江戸期を偲ぶ物として境内に、立っている片足の「仏足石」の石碑と、その上に徳本上人揮毫の御名号の石碑があります。「仏足石」とは、釈尊亡きあと仏像を作ることができなかった時代に、その足跡を礼拝の対象として作った、最も古い信仰形態で、我が国最古の物は薬師寺にあります。通常は置き石に刻まれるため雨などで文様は消えてしまうのですが、我が寺の物は立っているので、仏の32相の一つ足跡の千輻輪等がはっきり確認することができます。ただ昭和20年の東京空襲で焼けてしまい、今はかなり朽ちてしまっているのが残念です。またその上の御名号は、江戸末期の快僧徳本上人の御名号で、名号石は全国に1500以上存在するも東京都内には6ヶ寺ほどです。徳本上人は知る人ぞ知るの人で、4歳で念仏に発願し、16歳の時から不臥・座眠(横になって寝ることなく)、食事は1日に豆粉一合という生活を、61歳で亡くなるまで貫いた方で、荒行苦行断食の不断念仏の生活は40年間以上続けたと言われ、そのことから起こった奇瑞の数は数知れないが、ただ本人は法然上人の一枚起請文のみを唯一の師として、和歌を取り入れたやさしい法話を行い、全国で大名から庶民まで多くの方から人気を博した。そういう上人です。

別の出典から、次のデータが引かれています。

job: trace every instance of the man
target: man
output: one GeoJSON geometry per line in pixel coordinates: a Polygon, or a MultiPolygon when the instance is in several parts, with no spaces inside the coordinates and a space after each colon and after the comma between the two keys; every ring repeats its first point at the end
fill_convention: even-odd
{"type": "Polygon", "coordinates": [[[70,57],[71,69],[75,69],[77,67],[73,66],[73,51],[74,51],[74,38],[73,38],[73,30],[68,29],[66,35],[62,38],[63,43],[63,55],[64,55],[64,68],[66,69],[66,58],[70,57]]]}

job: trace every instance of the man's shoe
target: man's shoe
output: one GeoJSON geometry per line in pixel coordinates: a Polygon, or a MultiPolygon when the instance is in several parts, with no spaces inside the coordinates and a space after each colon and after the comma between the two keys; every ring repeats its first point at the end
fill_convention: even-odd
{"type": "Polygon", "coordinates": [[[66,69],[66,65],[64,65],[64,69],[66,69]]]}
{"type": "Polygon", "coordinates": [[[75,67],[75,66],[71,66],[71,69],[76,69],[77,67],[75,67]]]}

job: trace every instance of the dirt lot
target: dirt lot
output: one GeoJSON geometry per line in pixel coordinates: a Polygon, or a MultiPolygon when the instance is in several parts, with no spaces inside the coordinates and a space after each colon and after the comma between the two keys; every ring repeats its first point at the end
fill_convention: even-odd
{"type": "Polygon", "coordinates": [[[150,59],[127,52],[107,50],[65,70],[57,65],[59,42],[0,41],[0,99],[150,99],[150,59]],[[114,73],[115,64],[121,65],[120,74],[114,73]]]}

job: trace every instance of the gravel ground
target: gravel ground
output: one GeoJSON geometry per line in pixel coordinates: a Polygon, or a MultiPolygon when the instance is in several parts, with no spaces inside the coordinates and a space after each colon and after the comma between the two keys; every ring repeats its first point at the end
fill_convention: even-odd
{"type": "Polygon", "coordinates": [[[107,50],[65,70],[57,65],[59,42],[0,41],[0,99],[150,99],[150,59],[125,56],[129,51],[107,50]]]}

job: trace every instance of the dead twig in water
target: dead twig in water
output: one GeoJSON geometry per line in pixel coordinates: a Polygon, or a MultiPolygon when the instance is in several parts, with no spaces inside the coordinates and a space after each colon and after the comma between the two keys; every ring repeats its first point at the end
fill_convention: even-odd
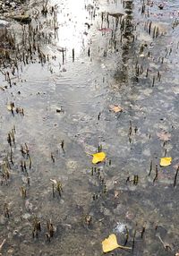
{"type": "Polygon", "coordinates": [[[2,243],[0,244],[0,252],[4,246],[4,244],[5,243],[6,239],[4,239],[4,241],[2,242],[2,243]]]}

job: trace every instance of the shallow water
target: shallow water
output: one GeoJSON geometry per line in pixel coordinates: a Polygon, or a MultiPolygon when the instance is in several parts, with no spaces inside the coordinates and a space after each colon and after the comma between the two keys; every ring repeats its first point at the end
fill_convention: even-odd
{"type": "MultiPolygon", "coordinates": [[[[42,4],[30,3],[33,15],[42,4]]],[[[10,72],[15,82],[12,87],[0,74],[0,161],[4,163],[8,154],[10,162],[10,178],[5,181],[2,174],[0,187],[1,240],[6,239],[3,255],[98,256],[101,242],[110,234],[124,243],[125,226],[126,245],[133,250],[118,249],[108,255],[165,256],[179,251],[177,181],[174,187],[179,27],[172,29],[179,6],[177,1],[166,1],[159,10],[157,4],[146,5],[149,14],[144,15],[142,1],[52,1],[47,8],[56,4],[55,33],[49,13],[32,19],[34,28],[40,22],[39,30],[51,35],[48,43],[38,38],[40,51],[49,59],[40,64],[35,51],[28,64],[19,61],[19,70],[14,75],[10,72]],[[117,23],[109,15],[107,21],[107,12],[120,13],[122,19],[117,23]],[[150,35],[148,21],[153,22],[150,35]],[[24,115],[7,109],[11,101],[24,109],[24,115]],[[119,105],[123,112],[113,113],[111,105],[119,105]],[[11,163],[7,134],[14,126],[11,163]],[[163,131],[171,135],[166,145],[158,139],[163,131]],[[31,168],[29,157],[21,152],[25,143],[31,168]],[[107,158],[92,172],[89,154],[98,152],[98,146],[107,158]],[[165,156],[173,158],[172,165],[160,167],[165,156]],[[55,183],[53,196],[50,179],[62,183],[61,196],[55,183]],[[27,189],[25,198],[21,186],[27,189]],[[87,217],[91,217],[90,224],[87,217]],[[41,231],[36,237],[35,230],[33,238],[36,218],[41,231]],[[50,242],[47,221],[54,226],[50,242]]],[[[22,27],[14,22],[12,27],[21,45],[22,27]]]]}

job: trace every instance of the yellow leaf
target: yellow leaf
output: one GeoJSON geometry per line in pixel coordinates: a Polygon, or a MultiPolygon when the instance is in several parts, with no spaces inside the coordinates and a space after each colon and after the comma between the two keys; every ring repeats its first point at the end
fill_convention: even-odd
{"type": "Polygon", "coordinates": [[[115,113],[122,112],[123,108],[119,107],[118,105],[111,105],[109,106],[110,110],[114,111],[115,113]]]}
{"type": "Polygon", "coordinates": [[[105,160],[107,155],[104,152],[99,152],[96,154],[92,154],[93,158],[92,158],[92,163],[93,164],[98,164],[105,160]]]}
{"type": "Polygon", "coordinates": [[[160,166],[170,166],[172,162],[172,158],[160,158],[160,166]]]}
{"type": "Polygon", "coordinates": [[[111,234],[108,238],[106,238],[102,242],[102,248],[104,252],[111,252],[116,248],[126,249],[126,250],[132,249],[131,247],[119,245],[117,243],[116,235],[115,234],[111,234]]]}
{"type": "Polygon", "coordinates": [[[13,109],[13,107],[11,105],[7,105],[7,109],[8,109],[9,111],[12,111],[12,109],[13,109]]]}

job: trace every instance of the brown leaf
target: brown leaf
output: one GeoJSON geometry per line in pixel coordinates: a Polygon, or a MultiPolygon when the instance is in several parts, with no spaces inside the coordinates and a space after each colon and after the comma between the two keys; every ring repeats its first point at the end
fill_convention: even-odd
{"type": "Polygon", "coordinates": [[[118,105],[110,105],[109,106],[110,111],[113,111],[115,113],[122,112],[123,108],[119,107],[118,105]]]}
{"type": "Polygon", "coordinates": [[[171,138],[171,134],[168,133],[167,132],[158,132],[157,133],[158,139],[162,141],[170,141],[170,138],[171,138]]]}

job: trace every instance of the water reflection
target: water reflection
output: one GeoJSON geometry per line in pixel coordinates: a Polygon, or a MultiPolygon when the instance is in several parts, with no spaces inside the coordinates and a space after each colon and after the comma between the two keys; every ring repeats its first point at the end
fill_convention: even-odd
{"type": "Polygon", "coordinates": [[[132,24],[132,1],[124,2],[125,15],[121,21],[121,43],[122,43],[122,64],[119,63],[115,78],[119,82],[127,82],[129,79],[128,60],[132,53],[132,44],[133,40],[133,24],[132,24]]]}

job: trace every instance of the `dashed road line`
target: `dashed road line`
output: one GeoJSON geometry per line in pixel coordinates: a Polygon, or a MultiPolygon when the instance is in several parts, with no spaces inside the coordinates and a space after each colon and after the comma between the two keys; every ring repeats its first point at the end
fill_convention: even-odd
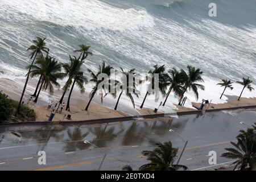
{"type": "Polygon", "coordinates": [[[85,164],[90,164],[92,163],[92,162],[85,162],[76,163],[76,164],[67,164],[67,165],[63,165],[63,166],[57,166],[46,167],[46,168],[39,168],[39,169],[32,169],[32,170],[33,171],[55,170],[55,169],[63,169],[63,168],[71,168],[71,167],[73,167],[79,166],[84,166],[85,164]]]}
{"type": "Polygon", "coordinates": [[[31,158],[23,158],[23,159],[22,159],[22,160],[31,159],[33,159],[33,158],[34,158],[33,157],[31,157],[31,158]]]}
{"type": "Polygon", "coordinates": [[[75,152],[65,152],[65,154],[74,154],[75,152]]]}
{"type": "Polygon", "coordinates": [[[214,167],[214,166],[220,166],[220,165],[223,165],[223,164],[228,164],[228,163],[233,163],[233,162],[234,162],[236,160],[233,160],[233,161],[228,162],[226,162],[226,163],[220,163],[220,164],[216,164],[216,165],[212,165],[212,166],[209,166],[204,167],[201,167],[201,168],[200,168],[192,169],[191,171],[197,171],[197,170],[200,170],[200,169],[206,169],[206,168],[210,168],[210,167],[214,167]]]}

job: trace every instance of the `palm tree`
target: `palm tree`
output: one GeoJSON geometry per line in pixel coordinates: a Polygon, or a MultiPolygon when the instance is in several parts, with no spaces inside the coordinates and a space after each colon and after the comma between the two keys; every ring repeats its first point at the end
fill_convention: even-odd
{"type": "Polygon", "coordinates": [[[177,158],[177,148],[172,147],[171,142],[163,144],[156,143],[156,148],[153,151],[143,151],[142,154],[147,156],[150,163],[144,164],[139,168],[140,171],[176,171],[188,168],[183,165],[174,164],[177,158]]]}
{"type": "Polygon", "coordinates": [[[72,85],[69,92],[69,95],[68,96],[68,103],[67,104],[66,108],[67,110],[69,110],[70,99],[75,84],[76,84],[76,85],[79,87],[81,93],[84,93],[85,92],[84,84],[85,82],[87,82],[87,79],[84,76],[84,73],[80,71],[81,69],[81,65],[84,63],[84,61],[80,61],[76,58],[76,56],[69,56],[69,64],[64,63],[62,64],[65,73],[68,75],[68,78],[63,86],[63,93],[60,100],[60,104],[59,105],[59,106],[62,103],[67,91],[69,89],[71,85],[72,85]],[[72,81],[72,79],[73,79],[73,81],[72,81]]]}
{"type": "Polygon", "coordinates": [[[232,87],[232,84],[233,82],[231,81],[230,80],[228,79],[222,79],[222,82],[218,83],[217,85],[221,85],[221,86],[224,86],[224,90],[223,90],[222,94],[221,96],[221,97],[220,97],[220,99],[221,99],[221,97],[222,97],[223,94],[224,94],[225,90],[226,90],[226,89],[227,88],[230,88],[231,90],[233,90],[233,88],[232,87]]]}
{"type": "Polygon", "coordinates": [[[60,85],[57,80],[62,79],[65,76],[65,73],[60,72],[61,69],[61,64],[58,63],[57,61],[55,61],[55,58],[49,56],[48,55],[46,55],[46,57],[41,55],[37,59],[36,64],[39,67],[36,65],[29,66],[32,69],[31,71],[31,76],[42,75],[41,85],[34,101],[35,102],[37,102],[42,88],[46,90],[48,88],[50,94],[53,94],[53,86],[52,85],[59,87],[60,85]]]}
{"type": "MultiPolygon", "coordinates": [[[[90,93],[89,97],[90,100],[89,101],[88,104],[87,104],[86,107],[85,107],[85,110],[88,110],[89,106],[90,105],[90,102],[92,101],[93,97],[94,96],[95,93],[98,91],[98,89],[100,89],[101,92],[103,91],[103,90],[105,89],[105,88],[104,87],[104,85],[101,86],[101,88],[98,88],[98,86],[100,84],[101,84],[102,81],[105,81],[103,79],[102,80],[98,80],[98,76],[100,74],[106,74],[109,77],[110,75],[111,69],[113,68],[112,67],[110,67],[109,65],[106,65],[105,61],[103,61],[102,63],[102,66],[100,65],[98,72],[97,73],[93,73],[93,72],[88,69],[88,72],[90,73],[92,79],[90,80],[90,82],[95,83],[95,86],[93,88],[93,89],[92,92],[90,93]]],[[[103,100],[103,92],[102,93],[101,95],[101,102],[102,102],[103,100]]]]}
{"type": "Polygon", "coordinates": [[[237,82],[243,86],[243,88],[242,90],[242,92],[241,93],[240,96],[239,96],[238,101],[240,100],[241,97],[242,96],[242,94],[245,88],[247,88],[250,90],[250,92],[251,92],[251,90],[254,90],[254,89],[251,85],[251,84],[253,82],[253,81],[250,80],[249,77],[247,78],[243,78],[243,81],[237,81],[237,82]]]}
{"type": "MultiPolygon", "coordinates": [[[[30,59],[33,59],[33,57],[34,57],[34,59],[33,59],[33,61],[31,63],[31,64],[30,65],[31,67],[29,68],[28,74],[27,75],[27,79],[26,80],[25,84],[24,85],[23,90],[22,91],[22,93],[20,96],[20,99],[19,100],[19,105],[18,105],[17,110],[15,114],[15,115],[16,115],[16,114],[19,112],[19,110],[20,109],[20,106],[21,106],[21,104],[22,102],[22,100],[23,98],[24,93],[25,93],[26,88],[27,87],[27,84],[28,81],[30,71],[31,71],[32,66],[34,64],[34,62],[35,61],[35,60],[36,56],[39,54],[39,55],[42,54],[43,52],[46,52],[47,53],[49,52],[49,49],[48,48],[46,47],[46,43],[44,42],[44,40],[46,40],[46,38],[40,38],[37,37],[36,40],[32,40],[32,42],[34,43],[34,44],[31,46],[27,50],[27,51],[28,51],[28,50],[31,51],[31,52],[30,53],[31,57],[30,59]]],[[[39,80],[39,83],[40,83],[40,80],[39,80]]],[[[39,83],[38,83],[38,85],[39,85],[39,83]]],[[[35,92],[36,92],[36,91],[37,92],[37,88],[38,88],[38,85],[36,86],[36,90],[35,91],[35,92]]]]}
{"type": "Polygon", "coordinates": [[[196,95],[196,98],[198,100],[198,88],[200,89],[204,90],[204,86],[201,84],[197,84],[197,82],[204,82],[204,80],[201,77],[203,74],[203,72],[200,71],[200,69],[196,69],[194,67],[191,65],[188,65],[187,67],[188,69],[188,75],[183,70],[181,69],[181,72],[183,75],[182,77],[185,79],[185,85],[183,86],[183,92],[182,93],[180,101],[179,102],[179,105],[181,105],[182,99],[183,98],[184,94],[187,92],[187,90],[189,89],[191,89],[194,92],[196,95]]]}
{"type": "Polygon", "coordinates": [[[119,95],[114,109],[117,109],[117,105],[118,105],[119,100],[123,92],[125,92],[126,96],[130,98],[131,103],[133,104],[133,107],[135,109],[134,100],[133,99],[132,93],[135,94],[137,98],[139,98],[139,95],[138,94],[138,91],[136,89],[137,83],[134,81],[133,78],[137,76],[138,75],[134,72],[135,69],[131,69],[129,72],[125,72],[123,68],[120,68],[122,73],[123,73],[123,77],[121,79],[121,82],[118,81],[118,82],[119,84],[119,85],[120,86],[121,92],[119,95]],[[133,77],[131,77],[130,76],[131,75],[132,75],[133,77]]]}
{"type": "Polygon", "coordinates": [[[251,170],[256,162],[256,136],[254,129],[249,128],[246,131],[240,130],[237,136],[237,143],[231,142],[235,148],[225,148],[227,152],[221,156],[229,159],[237,159],[232,164],[236,164],[234,170],[251,170]]]}
{"type": "MultiPolygon", "coordinates": [[[[163,95],[166,95],[166,89],[168,85],[170,84],[170,77],[167,73],[165,72],[166,68],[164,65],[161,67],[159,67],[158,65],[154,66],[154,69],[150,70],[148,73],[152,74],[152,78],[151,80],[149,80],[149,77],[147,76],[146,80],[150,80],[151,82],[151,88],[148,88],[146,93],[145,97],[144,98],[143,101],[141,105],[141,108],[142,109],[145,102],[146,98],[148,94],[155,94],[155,74],[158,74],[158,88],[163,95]]],[[[157,99],[157,98],[156,98],[157,99]]]]}
{"type": "Polygon", "coordinates": [[[166,100],[163,104],[163,106],[164,106],[166,101],[172,90],[177,95],[179,95],[182,92],[182,85],[184,84],[185,78],[183,77],[183,74],[181,74],[180,71],[178,71],[175,68],[169,70],[169,73],[170,74],[170,82],[171,86],[168,91],[167,95],[166,96],[166,100]]]}
{"type": "Polygon", "coordinates": [[[90,46],[87,46],[85,44],[81,44],[79,46],[80,47],[80,49],[74,51],[75,52],[81,52],[79,59],[81,59],[81,60],[83,60],[85,59],[88,55],[92,56],[92,53],[89,51],[90,46]]]}

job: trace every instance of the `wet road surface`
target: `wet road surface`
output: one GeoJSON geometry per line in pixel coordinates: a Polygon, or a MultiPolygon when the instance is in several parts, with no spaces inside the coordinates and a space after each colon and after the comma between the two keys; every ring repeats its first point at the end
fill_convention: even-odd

また以前は寺町入り口にあった「木食心譽一道上人」の石標があります。一道上人も木食とあるように徳本上人と同じ修行に明け暮れた上人で、疫病退散を願って般若心経三千巻を書写して埋蔵し般若塚を建立した人です。また、江戸中期の読本作家であり、雑学者であった高井蘭山師のお墓もあります。次回を楽しみに。